No hay espectador que no empatice con este sobrio y lacónico vejete al que la vida no ha tratado bien, al que el curtido rostro del Eastwood actor dota de la necesaria y áspera ternura. Distanciado de la familia, con una nieta que no puede completar sus estudios por motivos económicos, con su casa a punto de ser embargada y con el centro social donde se reúne con los colegas quemado… le sobran motivos para convertirse en traficante de drogas, constantemente oteado por un equipo de la DEA capitaneado por Bradley Cooper, al que no deja de apremiar su jefe Laurence Fishburne; como se puede ver un reparto de lujo arropando a la Mula. Ingredientes que convierten la película en un espectáculo agradable y entretenido, tan previsible como liviano.

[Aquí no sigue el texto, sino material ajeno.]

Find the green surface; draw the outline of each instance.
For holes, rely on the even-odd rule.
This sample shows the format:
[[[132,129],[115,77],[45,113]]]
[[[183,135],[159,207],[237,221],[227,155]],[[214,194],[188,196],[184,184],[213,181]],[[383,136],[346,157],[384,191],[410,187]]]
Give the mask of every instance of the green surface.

En lo que no falla el veterano director es en la efectividad el relato cinematográfico, sin los inanes alardes técnicos, vacuos movimientos de cámara ni rápidos fogonazos a que nos tiene acostumbrado el cine actual, utilizando la gramática narrativa clásica mediante la optimización de los planos para precisar cada escena desde la mejor posición de la cámara, al tiempo que se centra en los personajes para desarrollar una historia demasiado lastrada por el peso del provecto autor, lo que tampoco importa mucho tratándose de quien se trata.